Except: it’s not, it’s really not. As She, Joan Allen sheds her customary brittleness for an earthly sensuality that Potter’s lens seize upon almost greedily. As her foil, Simon Abkarian infuses He with a sexy wit that prevents the tragic details of his characters’ life from subsuming him. There’s much to say about this film — about the careful revelations the cinematography and art direction consistently provide, about the pleasure afforded by She’s white trench coat and He’s black suit jacket slowly coated by petals on a spring walk, about the slow coiling of tension that never is cheaply deployed — but it is Yes’ emphasis on adult female sexuality that lingers with me a day later.

In one scene, She and He dine in a well-appointed restaurant, the type of place whose expensiveness is most evident in its hush, and as they gaze upon each other with a clear-eyed amusement, he brings her to an orgasm with his hand beneath the table. Afterward he licks his finger lasciviously and they laugh silently. Hot. When is a sex scene onscreen solely focused upon female pleasure, especially one that lives even in the ballpark of plausibility? Especially one that focuses on the pleasure of a woman, not a girl.
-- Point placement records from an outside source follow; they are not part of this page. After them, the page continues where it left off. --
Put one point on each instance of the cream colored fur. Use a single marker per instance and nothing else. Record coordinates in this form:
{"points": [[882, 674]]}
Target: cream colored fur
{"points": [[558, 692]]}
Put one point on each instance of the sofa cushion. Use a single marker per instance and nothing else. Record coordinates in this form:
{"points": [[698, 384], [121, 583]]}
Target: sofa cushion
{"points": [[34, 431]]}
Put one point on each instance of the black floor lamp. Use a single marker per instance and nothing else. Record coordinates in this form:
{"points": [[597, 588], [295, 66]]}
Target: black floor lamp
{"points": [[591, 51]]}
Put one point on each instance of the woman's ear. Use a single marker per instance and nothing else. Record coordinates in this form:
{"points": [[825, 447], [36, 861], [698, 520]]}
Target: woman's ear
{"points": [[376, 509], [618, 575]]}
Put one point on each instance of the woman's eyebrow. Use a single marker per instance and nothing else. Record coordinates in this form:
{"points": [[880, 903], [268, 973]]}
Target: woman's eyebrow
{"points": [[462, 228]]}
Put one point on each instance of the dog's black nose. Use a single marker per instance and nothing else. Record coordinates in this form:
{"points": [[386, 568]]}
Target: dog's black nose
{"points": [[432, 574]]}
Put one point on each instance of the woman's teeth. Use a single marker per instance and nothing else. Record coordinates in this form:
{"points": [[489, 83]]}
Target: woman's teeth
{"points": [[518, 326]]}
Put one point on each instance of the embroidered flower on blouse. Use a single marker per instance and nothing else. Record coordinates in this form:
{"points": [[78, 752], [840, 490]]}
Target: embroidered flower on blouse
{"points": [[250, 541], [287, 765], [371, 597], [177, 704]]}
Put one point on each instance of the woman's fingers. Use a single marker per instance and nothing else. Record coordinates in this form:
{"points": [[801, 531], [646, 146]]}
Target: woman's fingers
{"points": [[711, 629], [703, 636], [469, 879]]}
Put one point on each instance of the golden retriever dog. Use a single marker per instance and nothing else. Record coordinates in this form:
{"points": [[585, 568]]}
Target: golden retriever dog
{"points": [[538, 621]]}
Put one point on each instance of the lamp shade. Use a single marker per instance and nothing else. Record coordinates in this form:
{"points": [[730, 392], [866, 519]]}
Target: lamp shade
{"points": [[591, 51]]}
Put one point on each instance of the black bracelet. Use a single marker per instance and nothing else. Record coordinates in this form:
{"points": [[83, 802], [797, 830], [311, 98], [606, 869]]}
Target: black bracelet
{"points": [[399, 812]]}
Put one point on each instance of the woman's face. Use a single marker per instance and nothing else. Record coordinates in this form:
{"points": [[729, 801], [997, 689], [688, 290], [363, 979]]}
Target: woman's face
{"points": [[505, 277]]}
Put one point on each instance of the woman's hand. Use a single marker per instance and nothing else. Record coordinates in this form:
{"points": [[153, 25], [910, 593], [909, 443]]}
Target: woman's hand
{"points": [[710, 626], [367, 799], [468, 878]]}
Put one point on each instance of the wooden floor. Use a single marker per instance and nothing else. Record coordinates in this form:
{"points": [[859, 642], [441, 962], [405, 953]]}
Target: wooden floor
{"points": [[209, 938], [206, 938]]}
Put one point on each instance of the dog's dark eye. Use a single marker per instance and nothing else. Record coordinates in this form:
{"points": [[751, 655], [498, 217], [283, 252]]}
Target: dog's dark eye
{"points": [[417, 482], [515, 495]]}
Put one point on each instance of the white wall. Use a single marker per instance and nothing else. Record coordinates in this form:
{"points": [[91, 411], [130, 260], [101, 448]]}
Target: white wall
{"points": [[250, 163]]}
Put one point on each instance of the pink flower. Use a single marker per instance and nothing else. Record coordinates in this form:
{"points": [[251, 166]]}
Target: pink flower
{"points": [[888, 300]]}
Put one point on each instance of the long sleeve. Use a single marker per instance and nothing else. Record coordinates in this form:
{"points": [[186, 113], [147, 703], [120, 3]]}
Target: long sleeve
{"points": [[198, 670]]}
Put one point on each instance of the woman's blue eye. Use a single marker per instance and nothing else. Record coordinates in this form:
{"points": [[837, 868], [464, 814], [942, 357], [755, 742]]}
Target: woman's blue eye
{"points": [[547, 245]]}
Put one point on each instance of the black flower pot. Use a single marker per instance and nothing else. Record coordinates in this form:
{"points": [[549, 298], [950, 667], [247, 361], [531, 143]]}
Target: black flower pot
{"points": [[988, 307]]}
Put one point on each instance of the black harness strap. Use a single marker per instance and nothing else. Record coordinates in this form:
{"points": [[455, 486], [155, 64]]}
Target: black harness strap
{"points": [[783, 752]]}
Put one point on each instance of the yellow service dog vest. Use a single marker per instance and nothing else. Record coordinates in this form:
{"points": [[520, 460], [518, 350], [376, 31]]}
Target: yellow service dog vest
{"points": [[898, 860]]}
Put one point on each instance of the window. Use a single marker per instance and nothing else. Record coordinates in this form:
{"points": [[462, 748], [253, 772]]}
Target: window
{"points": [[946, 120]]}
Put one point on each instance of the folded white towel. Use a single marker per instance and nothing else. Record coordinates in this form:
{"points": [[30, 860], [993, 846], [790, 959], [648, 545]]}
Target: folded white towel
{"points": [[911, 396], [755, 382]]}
For Joan Allen has never looked more beautiful and she has never looked more her age, a fact that seems not only in keeping but essential to the prevailing elegance of this film. In another scene, She goes swimming with her goddaughter, a study in the new, knowing ripeness of late adolescence. The juxtaposition of their two bodies invites the kind of comparison that most women over 30 might shun, but when the girl asks, “Do you mind the lines on your face?” She only smiles enigmatically, an oyster smile. The grace She displays fluttering through the pool renders the young girl’s body, prone on a sundeck chair, as too obvious, still clumsy. It is a grace carved out by She’s purposefulness—a beauty borne by the survival of her will and willingness after life’s inevitable disappointments. As Potter has said in interviews, “Yes is the most beautiful word.”

That’s what I love about this film. The pedestalization of woman over girl; the declaration that what has survived invisibility is in fact most beautiful (this is true of He, too). Only this weekend not one but two movies about late-30s women struggling with declining fertility have been released (Baby Mama, Then She Found Me), reinforcing the constant message that women over a certain age are not only unsavory but almost no longer biologically female (certainly not biologically viable). I have to say: writer/director Sally Potter’s Yes, about which I had been warned aplenty, proved a welcome relief.